Her father saw her too. The sight seemed to jolt him out of his brooding silence. He got to his feet and followed Laurie down the aisle. So I decided to hell with it.
Martin Osborn had joined the shouting match now. For some reason he had decided to pursue one of his favorite beefs against Sally. “Good God, are you wearing that horror again? I hope you’re not planning to expose our audience to that piece of junk on opening night!”
He was referring to Sally’s ring, a heavy silver band with a huge red stone that more or less looked like a grinning face, whether animal or human was hard to tell. Sally had been wearing this eyesore to rehearsals, and Osborn had been nasty about it two or three times already.
As usual, Sally put on her dignity act. “As I’ve explained to you till I’m blue in the face, I chose this ring especially for my role in this play. It’s been in my jewelry box for years, ever since it was given to me, in happier, more innocent days, by one who truly loved me. Hopelessly, I’m sorry to say. Feelings can’t be forced. But I always revered and respected his love, though unable to return it, because he was a person of impeccable good taste, as this beautiful heirloom of his family clearly proves!”
“It looks like something he picked up on the boardwalk in Atlantic City,” said Osborn. “You’re supposed to be Lady Macbeth, Queen of Scotland, a woman of the highest classiness. You wear that monstrosity in a performance, the audience’ll think you’re a dance-hall hostess. They’ll laugh you off the stage.”
“I don’t perform,” Sally said, “for the type of louts and rowdies that apparently form your circle of acquaintance. This ring happens to be perfect for Lady—for the Scottish lady. This ring is every inch the Queen. You might as well know I have no intention of taking it off. I expect to wear it on opening night and for ev
ery performance after that.”
Osborn looked as if he’d be happy to go on with the argument, but by that time it was six o’clock and he had to let us go. So I got in my car and drove uptown to Dave’s mother’s house for dinner.
* * *
During that dinner I told Dave and his mother about the rehearsal, doing my best to make the story coherent in between mouthfuls of food. I finished along with the dessert, and was wolfing down one of the strawberry tarts and using my coffee to soften it up for the trip, when the old lady leaned forward. Her voice was very casual. “This girl you were feeling bad for, this movie director’s daughter? You got to know her well since the rehearsals started?”

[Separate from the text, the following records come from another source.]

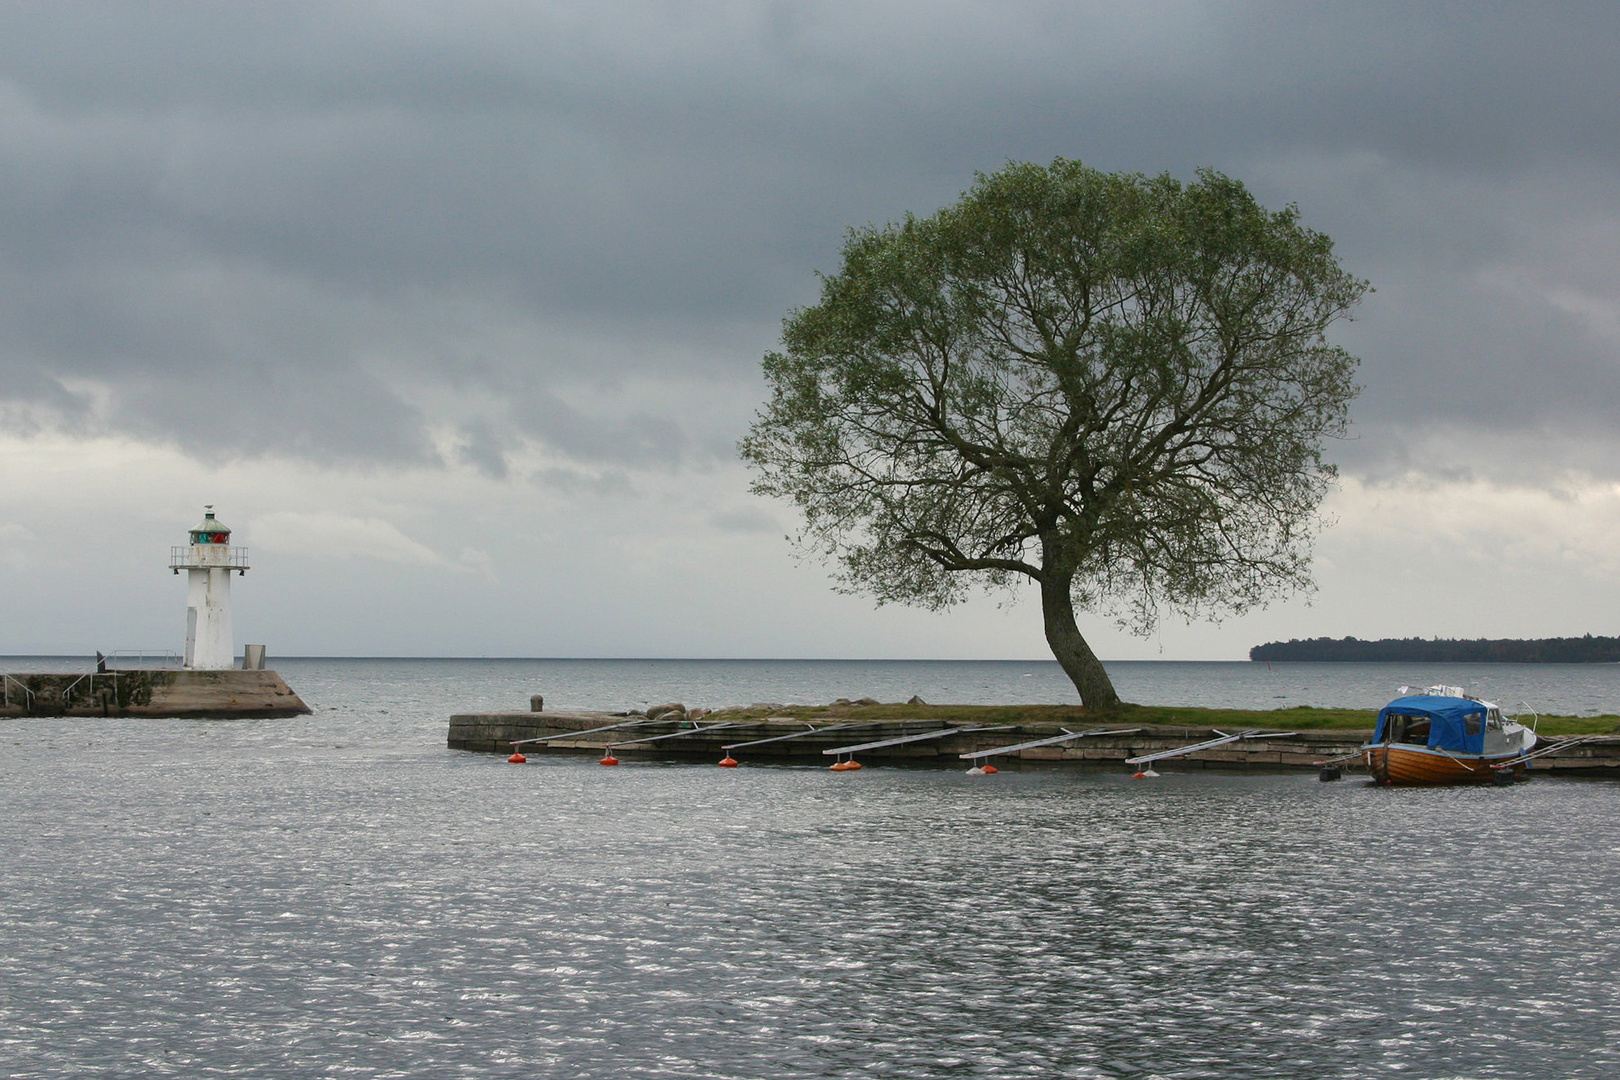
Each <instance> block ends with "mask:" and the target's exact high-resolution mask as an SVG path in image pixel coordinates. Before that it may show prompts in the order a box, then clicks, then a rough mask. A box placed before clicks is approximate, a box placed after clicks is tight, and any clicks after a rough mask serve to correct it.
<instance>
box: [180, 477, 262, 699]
mask: <svg viewBox="0 0 1620 1080" xmlns="http://www.w3.org/2000/svg"><path fill="white" fill-rule="evenodd" d="M168 568H170V570H173V572H175V573H180V572H181V570H185V572H186V654H185V665H186V667H193V669H198V670H225V669H228V667H235V661H237V648H235V641H233V640H232V635H230V575H232V573H237V575H245V573H248V549H246V547H232V546H230V528H228V526H227V525H225V523H224V521H219V520H217V518H215V517H214V507H212V505H207V507H204V515H203V521H201V523H199V525H198V526H196V528H193V529H191V542H190V544H183V546H177V547H172V549H170V551H168Z"/></svg>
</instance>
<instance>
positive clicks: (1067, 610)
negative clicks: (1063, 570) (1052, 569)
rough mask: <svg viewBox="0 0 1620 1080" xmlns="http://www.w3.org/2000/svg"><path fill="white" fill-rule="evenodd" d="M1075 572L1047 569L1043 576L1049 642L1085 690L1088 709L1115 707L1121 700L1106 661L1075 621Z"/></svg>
mask: <svg viewBox="0 0 1620 1080" xmlns="http://www.w3.org/2000/svg"><path fill="white" fill-rule="evenodd" d="M1072 583H1074V575H1068V573H1053V572H1047V573H1045V575H1043V576H1042V580H1040V614H1042V615H1043V617H1045V620H1047V644H1048V646H1051V654H1053V656H1055V657H1056V659H1058V664H1059V665H1061V667H1063V672H1064V674H1066V675H1068V677H1069V682H1072V683H1074V688H1076V690H1077V691H1079V693H1081V704H1084V706H1085V708H1087V709H1095V711H1102V709H1111V708H1115V706H1118V704H1119V695H1118V693H1115V688H1113V680H1110V678H1108V672H1105V670H1103V662H1102V661H1098V659H1097V654H1095V653H1092V646H1089V644H1085V638H1082V636H1081V628H1079V627H1077V625H1076V623H1074V596H1072V594H1071V593H1069V586H1071V585H1072Z"/></svg>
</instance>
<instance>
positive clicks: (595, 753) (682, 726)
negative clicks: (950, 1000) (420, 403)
mask: <svg viewBox="0 0 1620 1080" xmlns="http://www.w3.org/2000/svg"><path fill="white" fill-rule="evenodd" d="M632 722H633V724H635V725H633V727H629V724H632ZM833 724H847V725H844V727H836V729H834V727H831V725H833ZM609 725H625V727H612V729H611V730H595V729H604V727H609ZM956 727H975V724H970V722H953V721H940V719H928V717H915V719H886V721H859V719H854V721H828V719H823V717H818V719H816V721H815V722H813V724H812V722H808V721H804V719H797V717H792V716H770V717H750V719H732V717H727V712H726V711H718V712H708V711H698V709H693V711H685V709H667V708H664V706H658V708H653V709H648V711H646V714H624V712H593V711H573V712H538V711H530V712H462V714H455V716H452V717H450V727H449V735H447V740H445V742H447V745H449V746H450V748H452V750H470V751H480V753H499V755H510V753H512V750H514V743H522V746H518V750H522V751H523V755H527V756H533V755H548V753H551V755H593V756H601V755H603V753H604V751H608V750H611V751H612V755H614V756H616V758H620V759H624V761H635V759H648V761H651V759H672V761H708V763H716V761H719V759H721V758H726V756H731V758H734V759H737V761H740V763H742V764H750V763H782V764H786V763H794V764H829V763H831V761H833V758H831V756H828V755H825V753H823V751H826V750H833V748H836V746H851V745H860V743H873V742H883V740H888V738H901V737H906V735H922V733H928V732H936V730H941V729H956ZM1124 727H1132V729H1136V730H1132V732H1129V733H1118V735H1092V737H1085V738H1076V740H1071V742H1064V743H1056V745H1048V746H1030V748H1025V750H1019V751H1014V753H1006V755H996V756H993V758H987V759H983V761H982V764H985V763H988V764H995V766H996V767H1009V766H1011V767H1021V766H1027V767H1051V766H1066V767H1097V769H1131V767H1134V766H1128V764H1126V759H1128V758H1137V756H1142V755H1150V753H1157V751H1162V750H1179V748H1181V746H1191V745H1194V743H1200V742H1207V740H1210V738H1217V737H1218V732H1217V730H1215V729H1210V727H1197V725H1181V724H1176V725H1163V724H1162V725H1134V724H1131V722H1129V721H1124V722H1116V724H1095V722H1087V724H1072V722H1071V724H1056V722H1050V721H1034V722H1024V724H1006V725H1003V724H996V725H995V730H975V732H961V733H954V735H948V737H944V738H932V740H920V742H910V743H899V745H893V746H878V748H873V750H862V751H859V753H857V755H855V758H857V759H859V761H862V763H867V764H910V766H935V767H953V769H954V767H966V766H967V763H966V761H962V758H961V755H964V753H975V751H980V750H995V748H1001V746H1013V745H1016V743H1025V742H1034V740H1040V738H1050V737H1055V735H1063V733H1064V730H1071V732H1084V730H1087V729H1092V730H1115V729H1124ZM812 729H820V730H812ZM1223 730H1226V732H1228V733H1230V732H1231V729H1223ZM782 735H795V737H794V738H781V737H782ZM659 737H661V738H659ZM1371 737H1372V730H1371V729H1367V730H1335V729H1325V730H1302V732H1291V733H1281V730H1280V729H1278V735H1275V737H1265V735H1264V733H1262V735H1257V737H1254V738H1247V740H1244V742H1239V743H1228V745H1225V746H1213V748H1209V750H1199V751H1194V753H1189V755H1184V756H1179V758H1171V759H1166V761H1158V763H1155V764H1153V767H1155V769H1160V771H1189V769H1260V771H1293V769H1311V771H1315V769H1317V767H1319V764H1320V763H1322V761H1332V759H1340V758H1349V759H1348V761H1343V767H1345V769H1346V771H1359V769H1361V767H1362V764H1361V758H1359V748H1361V745H1362V743H1364V742H1366V740H1367V738H1371ZM648 738H653V740H654V742H637V740H648ZM530 740H544V742H530ZM757 740H774V742H765V743H760V745H753V746H737V743H752V742H757ZM1544 742H1545V743H1560V742H1568V740H1560V738H1558V737H1550V738H1545V740H1544ZM729 746H732V750H727V748H729ZM1534 772H1539V774H1565V776H1581V774H1586V776H1610V777H1615V776H1620V745H1617V743H1597V745H1583V746H1570V748H1568V750H1567V751H1558V753H1554V755H1549V756H1547V758H1541V759H1537V761H1536V763H1534Z"/></svg>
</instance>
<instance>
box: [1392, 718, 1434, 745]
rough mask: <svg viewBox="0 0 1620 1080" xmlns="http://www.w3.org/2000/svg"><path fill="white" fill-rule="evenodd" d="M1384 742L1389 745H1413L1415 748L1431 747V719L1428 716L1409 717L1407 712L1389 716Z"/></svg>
mask: <svg viewBox="0 0 1620 1080" xmlns="http://www.w3.org/2000/svg"><path fill="white" fill-rule="evenodd" d="M1383 742H1387V743H1411V745H1414V746H1427V745H1429V717H1427V716H1408V714H1405V712H1392V714H1390V716H1388V727H1387V729H1385V732H1383Z"/></svg>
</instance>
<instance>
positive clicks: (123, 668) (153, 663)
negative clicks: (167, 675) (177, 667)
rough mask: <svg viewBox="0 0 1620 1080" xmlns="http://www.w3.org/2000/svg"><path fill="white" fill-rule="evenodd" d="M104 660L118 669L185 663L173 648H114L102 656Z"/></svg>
mask: <svg viewBox="0 0 1620 1080" xmlns="http://www.w3.org/2000/svg"><path fill="white" fill-rule="evenodd" d="M102 662H104V664H105V665H107V667H109V669H118V670H130V669H143V670H144V669H152V667H181V665H183V664H181V657H180V654H178V653H175V651H173V649H113V651H112V653H109V654H107V656H104V657H102Z"/></svg>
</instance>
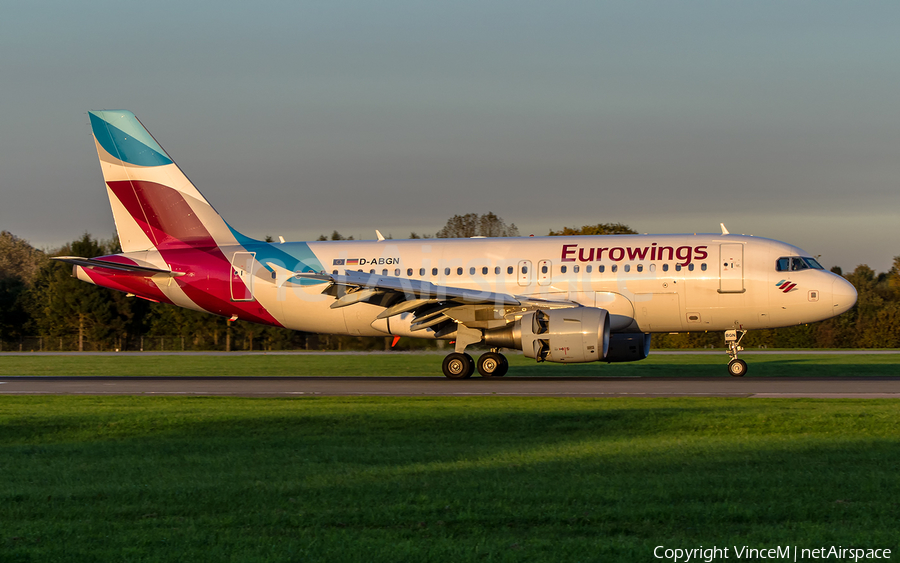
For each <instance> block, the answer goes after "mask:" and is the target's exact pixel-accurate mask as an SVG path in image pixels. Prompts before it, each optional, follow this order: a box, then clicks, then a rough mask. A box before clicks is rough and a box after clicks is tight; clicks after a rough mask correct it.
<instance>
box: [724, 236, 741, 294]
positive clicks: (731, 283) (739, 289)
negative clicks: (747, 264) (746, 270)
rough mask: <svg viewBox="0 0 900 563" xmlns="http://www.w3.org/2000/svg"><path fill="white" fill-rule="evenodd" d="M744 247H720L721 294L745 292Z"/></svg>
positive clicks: (728, 246)
mask: <svg viewBox="0 0 900 563" xmlns="http://www.w3.org/2000/svg"><path fill="white" fill-rule="evenodd" d="M743 264H744V245H743V244H721V245H719V293H743V292H744V265H743Z"/></svg>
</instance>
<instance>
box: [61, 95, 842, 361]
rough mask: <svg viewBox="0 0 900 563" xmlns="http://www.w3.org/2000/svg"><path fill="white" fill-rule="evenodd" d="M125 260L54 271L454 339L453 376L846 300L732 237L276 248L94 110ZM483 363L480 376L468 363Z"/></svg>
mask: <svg viewBox="0 0 900 563" xmlns="http://www.w3.org/2000/svg"><path fill="white" fill-rule="evenodd" d="M89 115H90V120H91V126H92V129H93V133H94V139H95V141H96V145H97V153H98V155H99V157H100V164H101V168H102V169H103V178H104V180H105V182H106V188H107V195H108V196H109V201H110V205H111V206H112V212H113V215H114V218H115V222H116V229H117V231H118V234H119V240H120V242H121V245H122V250H123V252H122V253H121V254H115V255H110V256H101V257H97V258H82V257H74V256H64V257H58V258H56V259H57V260H62V261H64V262H68V263H71V264H73V265H74V266H73V274H74V275H75V276H76V277H77V278H78V279H81V280H84V281H86V282H89V283H93V284H96V285H100V286H103V287H108V288H112V289H115V290H119V291H123V292H127V293H129V294H133V295H135V296H138V297H141V298H144V299H149V300H151V301H157V302H162V303H170V304H173V305H178V306H180V307H186V308H189V309H194V310H197V311H204V312H208V313H212V314H215V315H222V316H224V317H229V318H231V319H235V320H236V319H244V320H248V321H252V322H256V323H262V324H268V325H273V326H281V327H287V328H291V329H294V330H302V331H306V332H316V333H329V334H348V335H354V336H387V335H396V336H408V337H416V338H429V339H444V340H452V341H455V351H454V352H452V353H450V354H448V355H447V356H446V358H445V359H444V362H443V372H444V375H446V376H447V377H450V378H466V377H469V376H471V375H472V374H473V373H474V372H475V370H476V369H477V370H478V372H479V373H480V374H481V375H482V376H484V377H492V376H501V375H504V374H505V373H506V371H507V368H508V363H507V361H506V358H505V357H504V356H503V355H502V354H501V353H500V349H502V348H509V349H516V350H522V351H523V352H524V354H525V356H527V357H529V358H534V359H535V360H537V361H538V362H545V361H546V362H564V363H579V362H598V361H603V362H627V361H633V360H641V359H643V358H645V357H647V354H648V353H649V350H650V335H651V334H652V333H668V332H688V331H724V333H725V341H726V347H727V353H728V355H729V356H730V357H731V360H730V362H729V364H728V370H729V373H731V375H733V376H742V375H744V373H745V372H746V371H747V364H746V363H745V362H744V361H743V360H741V359H738V352H739V351H740V350H742V348H741V346H740V341H741V338H742V337H743V336H744V334H745V333H746V331H748V330H753V329H765V328H774V327H786V326H792V325H798V324H804V323H810V322H815V321H821V320H823V319H828V318H830V317H833V316H835V315H839V314H841V313H843V312H844V311H846V310H848V309H850V308H851V307H852V306H853V305H854V303H855V302H856V297H857V295H856V291H855V290H854V288H853V286H852V285H851V284H850V283H848V282H847V281H846V280H844V279H843V278H842V277H840V276H837V275H835V274H833V273H831V272H828V271H825V270H824V269H823V268H822V266H821V265H819V263H818V262H817V261H816V260H815V259H813V258H812V257H810V255H809V254H808V253H806V252H804V251H802V250H800V249H799V248H797V247H794V246H791V245H789V244H785V243H783V242H778V241H775V240H769V239H764V238H757V237H751V236H736V235H732V234H729V233H728V232H727V230H725V228H724V226H723V228H722V234H700V235H697V234H694V235H672V234H669V235H635V236H628V235H615V236H573V237H523V238H476V239H425V240H383V239H382V237H380V236H379V240H377V241H329V242H283V241H282V242H280V243H267V242H263V241H259V240H254V239H251V238H249V237H246V236H244V235H242V234H241V233H239V232H238V231H236V230H235V229H233V228H232V227H231V226H230V225H228V223H226V222H225V221H224V220H223V219H222V217H221V216H219V214H218V213H217V212H216V211H215V210H214V209H213V207H212V206H211V205H210V204H209V203H208V202H207V201H206V199H205V198H204V197H203V196H202V195H200V192H199V191H197V189H196V188H195V187H194V185H193V184H192V183H191V182H190V180H188V178H187V177H186V176H185V175H184V174H183V173H182V171H181V169H179V168H178V166H177V165H176V164H175V163H174V162H173V161H172V159H171V158H170V157H169V156H168V154H167V153H166V152H165V151H164V150H163V149H162V147H160V145H159V144H158V143H157V142H156V140H155V139H154V138H153V137H152V136H151V135H150V133H149V132H147V130H146V129H145V128H144V127H143V125H141V123H140V122H139V121H138V120H137V118H136V117H135V116H134V114H132V113H131V112H128V111H123V110H107V111H92V112H90V113H89ZM479 343H482V344H484V345H485V346H486V347H488V348H490V351H489V352H487V353H484V354H482V355H481V356H480V357H479V358H478V360H477V361H474V360H473V359H472V357H471V356H470V355H468V354H466V348H467V347H468V346H470V345H473V344H479Z"/></svg>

I pretty much knew what this question was all about—I do have a mother of my own—but I made my voice casual too. “We’ve been out for coffee a couple of times.”
“You like her maybe?”
“She’s a wonderful person. She’s had everything she ever wanted all her life, being brought up in Hollywood and all, but you wouldn’t know it from the way she behaves. She’s just as simple and unspoiled—”
“Maybe, after the play starts, you could bring her here for dinner. She eats food, don’t she, like ordinary people?”
Dave broke in at this point; I think he felt sorry for me and was trying to rescue me by changing the subject. “Do you suppose Lloyd Cunningham could’ve been planning this all along, Mom? He was mad because he didn’t get to direct Macbeth or play the lead. So maybe he accepted the part of Banquo intending to quit at the last moment and ruin the production.”